“Michael was in way over his head,” Mark said carefully. “I don’t know what you want from me.”
“I want you to promise that you will not tell Gregor Demarkian about the relationship between Michael and myself.”
“What if I already have?”
“Then there’s nothing I can do about it, is there? But I don’t think you have. I think if you had told him, I’d know about it already. The news would be out.”
“The news is going to be out one way or the other, sooner or later,” Mark said. “I’m not the only one who knows. Everybody knows.”
“Nobody else would tell.”
“And Michael’s mother is here. She’ll tell.”
“Michael didn’t tell his mother about us. I asked him not to, and he gave me his promise, and I’m sure he wouldn’t have broken it. You don’t understand that either, but we were so close, so perfectly in touch with each other, not only physically but in every other way—we were so perfectly matched.

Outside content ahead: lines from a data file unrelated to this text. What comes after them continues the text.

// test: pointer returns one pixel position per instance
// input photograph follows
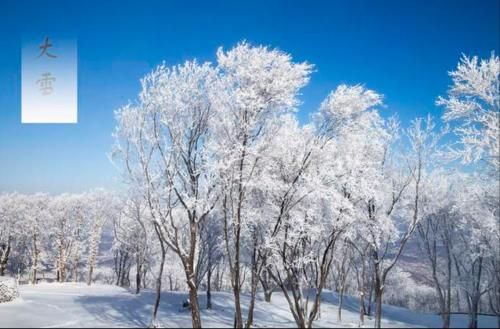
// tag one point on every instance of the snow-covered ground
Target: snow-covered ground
(76, 305)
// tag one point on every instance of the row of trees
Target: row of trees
(216, 153)
(227, 187)
(61, 234)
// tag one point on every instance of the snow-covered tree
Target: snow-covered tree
(162, 142)
(257, 84)
(473, 102)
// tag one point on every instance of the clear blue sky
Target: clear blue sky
(402, 49)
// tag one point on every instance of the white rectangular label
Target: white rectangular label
(49, 80)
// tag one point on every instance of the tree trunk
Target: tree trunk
(341, 301)
(238, 319)
(370, 298)
(89, 277)
(138, 274)
(5, 257)
(35, 260)
(209, 288)
(268, 295)
(254, 282)
(361, 308)
(378, 306)
(195, 307)
(156, 304)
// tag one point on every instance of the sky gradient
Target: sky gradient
(402, 49)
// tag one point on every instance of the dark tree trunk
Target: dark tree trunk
(138, 275)
(193, 301)
(209, 288)
(156, 304)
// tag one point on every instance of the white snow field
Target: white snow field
(53, 305)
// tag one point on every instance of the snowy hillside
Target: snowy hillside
(76, 305)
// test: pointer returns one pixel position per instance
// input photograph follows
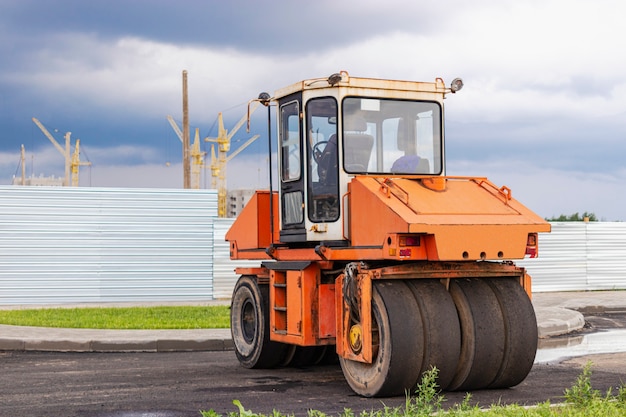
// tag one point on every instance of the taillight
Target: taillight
(532, 249)
(409, 241)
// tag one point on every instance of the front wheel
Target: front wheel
(250, 327)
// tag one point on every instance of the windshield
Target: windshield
(383, 136)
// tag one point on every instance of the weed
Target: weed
(582, 394)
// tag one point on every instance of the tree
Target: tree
(574, 217)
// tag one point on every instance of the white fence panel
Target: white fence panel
(65, 245)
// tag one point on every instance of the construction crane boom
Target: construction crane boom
(218, 164)
(72, 162)
(65, 152)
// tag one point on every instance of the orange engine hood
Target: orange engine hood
(460, 218)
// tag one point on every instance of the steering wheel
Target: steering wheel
(317, 152)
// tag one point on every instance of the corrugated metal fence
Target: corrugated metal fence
(82, 245)
(580, 256)
(67, 245)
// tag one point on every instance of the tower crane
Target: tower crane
(72, 161)
(218, 163)
(197, 156)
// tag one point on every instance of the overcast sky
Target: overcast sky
(543, 110)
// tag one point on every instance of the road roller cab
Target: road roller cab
(370, 252)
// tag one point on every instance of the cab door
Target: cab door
(291, 173)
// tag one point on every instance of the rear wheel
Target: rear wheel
(483, 335)
(398, 340)
(520, 326)
(249, 324)
(442, 332)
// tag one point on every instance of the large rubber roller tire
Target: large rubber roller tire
(249, 326)
(442, 331)
(520, 325)
(482, 334)
(398, 331)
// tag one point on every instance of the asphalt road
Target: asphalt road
(182, 383)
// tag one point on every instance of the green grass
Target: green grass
(178, 317)
(581, 400)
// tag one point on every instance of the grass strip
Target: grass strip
(162, 317)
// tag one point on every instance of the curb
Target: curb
(19, 338)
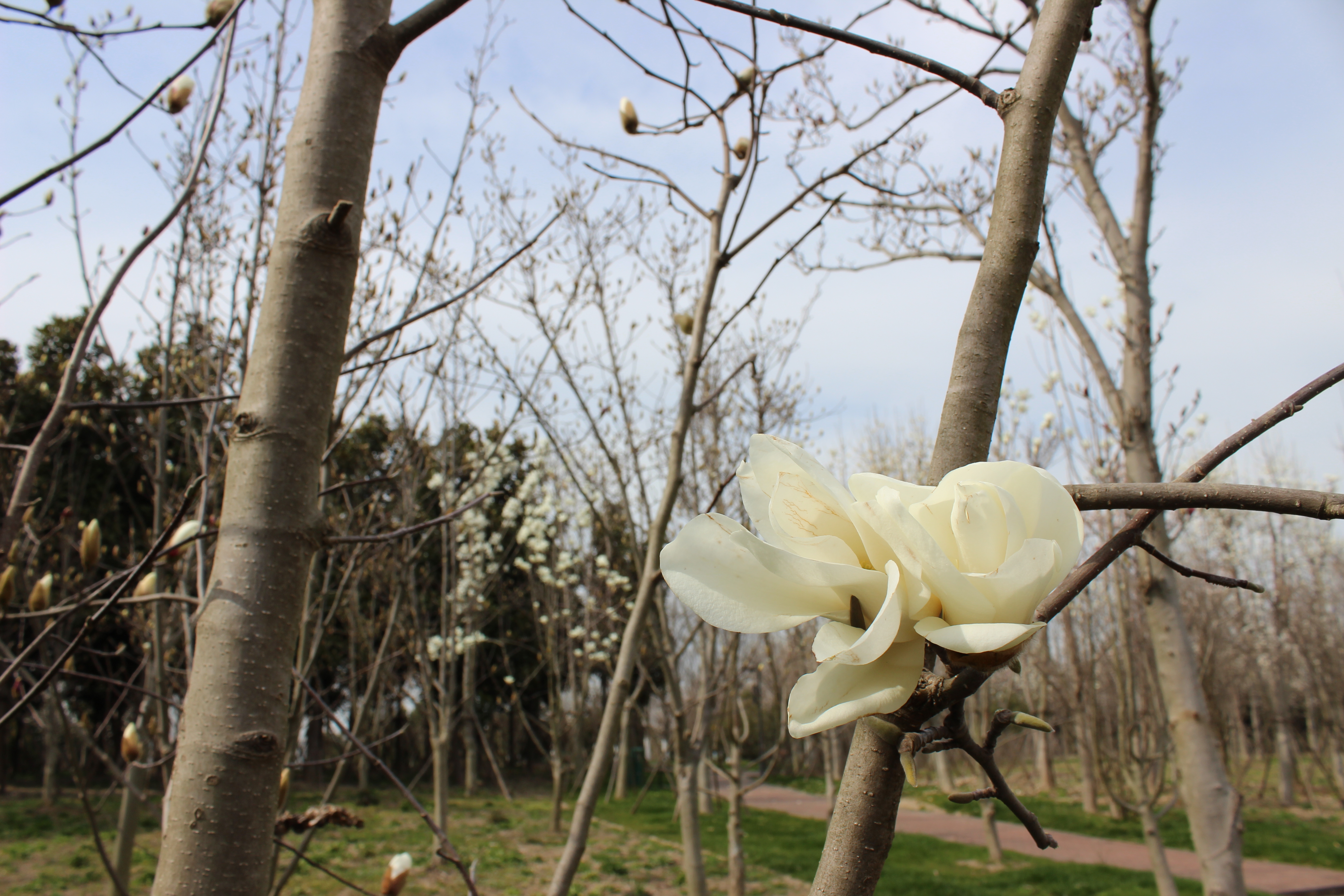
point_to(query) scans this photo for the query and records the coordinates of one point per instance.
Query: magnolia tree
(928, 589)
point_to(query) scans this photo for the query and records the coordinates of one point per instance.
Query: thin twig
(1195, 574)
(445, 847)
(410, 530)
(361, 346)
(984, 757)
(92, 620)
(353, 484)
(167, 402)
(323, 868)
(1130, 534)
(1179, 496)
(158, 92)
(970, 84)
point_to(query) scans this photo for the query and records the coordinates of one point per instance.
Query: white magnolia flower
(990, 542)
(811, 561)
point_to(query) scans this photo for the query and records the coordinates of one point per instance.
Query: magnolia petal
(838, 694)
(866, 487)
(960, 600)
(976, 637)
(1046, 508)
(980, 527)
(804, 511)
(846, 644)
(1022, 582)
(771, 456)
(734, 581)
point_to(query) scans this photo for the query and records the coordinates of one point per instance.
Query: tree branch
(1195, 574)
(1177, 496)
(409, 530)
(158, 92)
(1130, 534)
(970, 84)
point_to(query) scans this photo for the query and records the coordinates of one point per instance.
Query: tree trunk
(218, 831)
(861, 834)
(623, 754)
(1156, 852)
(128, 823)
(737, 858)
(693, 856)
(471, 769)
(994, 848)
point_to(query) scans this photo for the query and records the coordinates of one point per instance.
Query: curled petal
(737, 582)
(1022, 582)
(771, 456)
(1046, 508)
(978, 637)
(838, 694)
(866, 487)
(804, 511)
(858, 647)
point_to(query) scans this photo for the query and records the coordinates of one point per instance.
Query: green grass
(1272, 835)
(919, 864)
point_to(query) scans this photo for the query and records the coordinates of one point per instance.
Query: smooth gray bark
(218, 827)
(862, 827)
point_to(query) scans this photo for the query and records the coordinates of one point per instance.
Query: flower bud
(131, 746)
(217, 10)
(186, 531)
(746, 79)
(1033, 722)
(90, 546)
(394, 876)
(179, 93)
(7, 586)
(150, 585)
(629, 120)
(41, 596)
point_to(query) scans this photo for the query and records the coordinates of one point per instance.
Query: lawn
(919, 864)
(1273, 835)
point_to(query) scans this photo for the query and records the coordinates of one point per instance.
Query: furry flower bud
(90, 546)
(217, 10)
(394, 876)
(150, 585)
(179, 93)
(629, 119)
(41, 596)
(131, 746)
(746, 79)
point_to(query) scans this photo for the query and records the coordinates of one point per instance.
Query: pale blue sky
(1249, 198)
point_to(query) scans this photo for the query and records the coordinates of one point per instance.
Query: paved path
(1272, 878)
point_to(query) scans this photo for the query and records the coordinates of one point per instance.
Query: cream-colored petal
(962, 602)
(756, 502)
(982, 637)
(771, 456)
(827, 549)
(842, 643)
(802, 510)
(1022, 582)
(1046, 508)
(838, 694)
(979, 526)
(865, 487)
(737, 582)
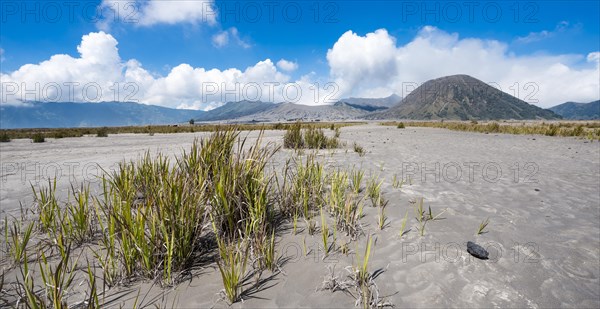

We trusted each other without reservation.”
“How very nice for both of you.”
“You ought to learn not to be envious of other people, Mark. It isn’t a very attractive trait in someone like you, someone who’s had all the advantages. It’s not as if you’ve done anything to deserve the things you’ve had. It’s all been handed to you. You ought to take it in good grace when other people sometimes get a few of the crumbs from your table.”
The head fuzz was more than back in force. It was completely out in the stratosphere. The only reason he wasn’t twitching anymore was that he’d willed himself not to. He kept seeing a vision of himself and his mother and his little brother, Geoff, in the cabin they had rented on Lake Candle-wood the year after his father had died, when they were all out of money and his mother wasn’t working, and the whole world seemed to have gone to hell, and his life seemed to be effectively over. He’d been ten years old at the time, and he could still see them sitting on chairs with their feet up because the cabin flooded with an inch of water in every bad rain. He could still see the Christmas with no tree and nostockings and nothing for presents but boxes of Russell Stover candy that his mother had managed to get hold of he never knew how. He did not mind those memories. His life had been much more complicated than Alice Makepeace would ever understand. He did mind Alice’s soft, sad, condescending smile.
“I have to go back to Hayes House,” he said again, again trying to get up.
Alice’s smile grew more pitying as she pushed him down yet again. “Please,” she said, “let me get you your coffee.”
Chapter Six
1
Gregor Demarkian found the note from Mark DeAvecca on his bed when he returned to his room, but he had expected that. He only read the note with enough attention to be sure that Mark had gone back to school, something he’d only half expected him to do. Mark was not the sort of boy who “hated” school and spent his time playing truant or hiding a Game Boy Advance behind the upraised back of his textbook in biology class. Gregor was willing to bet that, until this year, Mark hadn’t ever wanted to be somewhere else in the middle of a school day. He revised that. There were times when any sane human being wanted to be somewhere else in the middle of a school day. What he meant was that he had always thought, before this visit, that Mark DeAvecca was a lot like he himself had been at the same age—a boy who truly loved books, and whose mind was the most noticeable thing about him, but not a “bookish” boy. There is a difference, Gregor thought, between intelligence and scholarliness. He didn’t know if “scholarliness” was even a word. But there was a difference, and he had never been scholarly. He had loved to read, and he had read everything, from Popular Mechanics magazines to Jean-Paul Sartre novels that had been stupefying in their nihilism. He had loved school because in school, for at least some of thetime, he was out of the maelstrom that was Cavanaugh Street in the days before everybody had enough money to turn tenements into town houses. School and the public library were his two most distinct memories of growing up, but the background music for both was the sound of people arguing, men shouting, women crying, the crash of rickety wooden chairs and cheap crockery against the walls of apartments too thin to contain either the sound or the anger. He had read those articles in the Philadelphia Inquirer bent on “celebrating ethnic Philadelphia,” and he had wanted more than once to talk some sense into the writers who produced them. He would say:
Ethnic Philadelphia was like ethnic everywhere else. The people who came here were poor, and ignorant, and scared to death. They came from a world where women were not much better than cattle in the social scheme of things, and men expected to have authority whether they had earned it or not. They came to a world where men have authority only as the result of striving and achievement, and women sometimes have authority, too. The schoolteachers were women. The family court judges were women. They went back to their neighborhoods and their wives and their children after a day of working in the Anglo-Saxon world, and they were running on panic and rage.